The approved Palestinian Authority budget includes $5.6 billion in spending, despite domestic revenues of $3.9 billion from taxes and fees. To that about $680 million from grants will be added, but Palestinian economists say these figures have no concrete basis.
“The release of part of the American aid that had been frozen during the Trump era still hasn’t arrived and, vis-a-vis the Arab countries, it’s hard to see any change coming in their policies on aid, which has shrunk a lot in recent years,” said an economic adviser to the Palestinian Finance Ministry.

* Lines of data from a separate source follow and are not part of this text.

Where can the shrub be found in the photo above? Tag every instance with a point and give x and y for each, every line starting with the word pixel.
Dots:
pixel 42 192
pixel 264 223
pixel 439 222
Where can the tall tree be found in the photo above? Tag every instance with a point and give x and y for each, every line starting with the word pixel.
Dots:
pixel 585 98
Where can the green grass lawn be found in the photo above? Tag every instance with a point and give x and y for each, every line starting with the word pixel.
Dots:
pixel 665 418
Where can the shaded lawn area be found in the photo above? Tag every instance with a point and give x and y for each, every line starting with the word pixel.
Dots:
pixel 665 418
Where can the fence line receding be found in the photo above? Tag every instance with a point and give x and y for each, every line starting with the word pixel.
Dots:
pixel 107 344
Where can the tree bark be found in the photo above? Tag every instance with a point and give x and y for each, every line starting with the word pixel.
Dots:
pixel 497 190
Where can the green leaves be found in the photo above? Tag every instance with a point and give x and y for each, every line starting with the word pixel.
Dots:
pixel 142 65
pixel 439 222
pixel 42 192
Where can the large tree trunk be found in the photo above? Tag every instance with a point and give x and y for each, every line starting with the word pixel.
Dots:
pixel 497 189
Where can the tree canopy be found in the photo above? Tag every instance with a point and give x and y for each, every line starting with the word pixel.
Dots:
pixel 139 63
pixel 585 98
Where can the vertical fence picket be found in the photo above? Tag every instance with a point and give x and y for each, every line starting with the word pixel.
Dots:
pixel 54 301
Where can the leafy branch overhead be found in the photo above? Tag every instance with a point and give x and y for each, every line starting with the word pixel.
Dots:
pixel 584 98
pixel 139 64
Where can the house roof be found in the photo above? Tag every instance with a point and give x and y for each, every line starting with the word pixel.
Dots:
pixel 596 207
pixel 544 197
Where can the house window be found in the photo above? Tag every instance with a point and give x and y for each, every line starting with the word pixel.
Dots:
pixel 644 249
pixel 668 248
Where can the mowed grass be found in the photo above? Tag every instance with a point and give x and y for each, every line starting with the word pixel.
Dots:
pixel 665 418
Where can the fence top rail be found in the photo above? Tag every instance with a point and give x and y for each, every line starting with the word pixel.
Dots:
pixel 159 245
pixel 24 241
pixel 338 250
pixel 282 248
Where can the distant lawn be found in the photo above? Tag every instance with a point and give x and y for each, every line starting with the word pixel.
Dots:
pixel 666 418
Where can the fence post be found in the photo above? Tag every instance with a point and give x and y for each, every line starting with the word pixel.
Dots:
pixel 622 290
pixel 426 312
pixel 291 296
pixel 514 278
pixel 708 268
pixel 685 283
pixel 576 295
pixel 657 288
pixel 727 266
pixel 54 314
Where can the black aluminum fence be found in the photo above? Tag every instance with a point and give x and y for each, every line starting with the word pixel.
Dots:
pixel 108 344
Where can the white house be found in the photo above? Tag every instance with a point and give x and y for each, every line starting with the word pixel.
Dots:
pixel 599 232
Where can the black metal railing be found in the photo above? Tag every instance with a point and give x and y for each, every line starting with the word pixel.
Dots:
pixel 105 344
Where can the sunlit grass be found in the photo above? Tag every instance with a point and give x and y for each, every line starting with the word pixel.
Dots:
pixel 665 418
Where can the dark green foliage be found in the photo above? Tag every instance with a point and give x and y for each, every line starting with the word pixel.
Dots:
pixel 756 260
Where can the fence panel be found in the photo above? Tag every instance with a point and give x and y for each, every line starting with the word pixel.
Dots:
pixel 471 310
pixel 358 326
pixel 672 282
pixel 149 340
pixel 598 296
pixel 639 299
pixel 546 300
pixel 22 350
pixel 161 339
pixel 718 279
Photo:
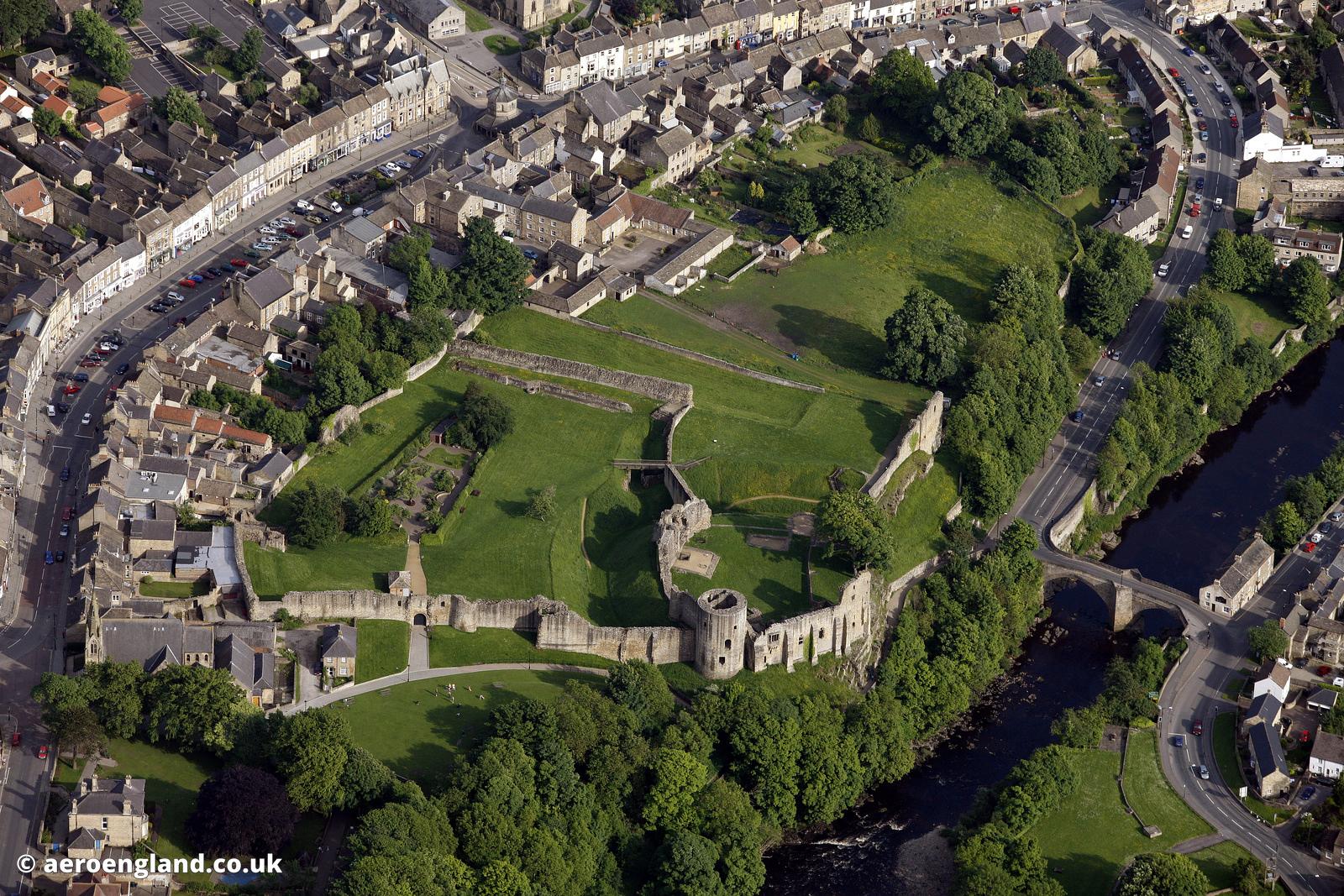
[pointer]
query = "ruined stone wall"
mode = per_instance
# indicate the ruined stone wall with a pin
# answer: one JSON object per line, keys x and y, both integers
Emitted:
{"x": 654, "y": 387}
{"x": 533, "y": 387}
{"x": 568, "y": 631}
{"x": 840, "y": 629}
{"x": 922, "y": 434}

The Biden administration announced that it would grant $235 million in aid, but a third of that is going to refugee-aid agencies, which are in the midst of a serious budget crisis themselves. The rest is to be used to finance development projects, not to cover the PA’s debts.
According to PA figures, Arab aid declined by 85 percent in 2020 to just $40 million. Saudi Arabia made the largest cuts, contributing only $32 million, compared with $175 million in 2019. The most common explanation for the drop is the decline in oil prices, which have deprived the Gulf states of considerable income. But Palestinians are certain that’s not the only explanation. It may not even be the main one.
“The Gulf states wanted to punish the Palestinians for opposing President Trump’s deal of the century,” said one Palestinian economist. “That’s at a time when Qatar continues to give money to Hamas without any problem and with Israel’s encouragement.” When that’s the situation for the Palestinian Authority when it comes the financial support from Arab countries, it’s reasonable to assume that a Gaza Strip under Hamas rule shouldn’t expect any major post-war assistance from its Arab brothers.
The heart of the PA’s economic crisis is the large share of the budget that goes to paying civil servants and security forces. Budget data show that last year, some 6,000 new government jobs were created, increasing costs by 10 percent over 2019. But that’s not the only problem.
Inside the PA, there has long been a stormy controversy over the distribution of salaries, especially in the security forces. Figures posted on the Fatah movement’s information website show that about 20 percent of the budget goes to the security forces. Of that 20 percent, 83 percent goes to salaries. More troubling is that of that 83 percent, about 63 percent goes to officers’ pay, which is on average about six times that of ordinary police officers and junior members of the security forces.
The need for salary reform, particularly in the security forces, has been the subject of countless articles in the Palestinian media. But in practice, due to the domestic political situation and the absence of a parliament to oversee the budget, an administrative revolution doesn’t seem to be in the offing.
Hamas, by contrast, is exempt from criticism over its budgetary conduct. The aid promised by the Arab world following the war in 2014 and the agreements on rehabilitating Gaza for the most part remained on paper. This time, it will be a lot more difficult to raise new funds and even more difficult to recruit investors to rebuild the factories that have been destroyed or to build new ones.
But after Israel finishes delivering another blow to Hamas, it won’t be able to evade responsibility for helping Gaza recover economically. Construction of a new power station, increasing the number of permits for Gazans to work in Israel and even building a new port aren’t just a humanitarian act. They’re a critical economic step. They are what could delay the next round of fighting, which could easily end up breaking out against the backdrop of economic distress.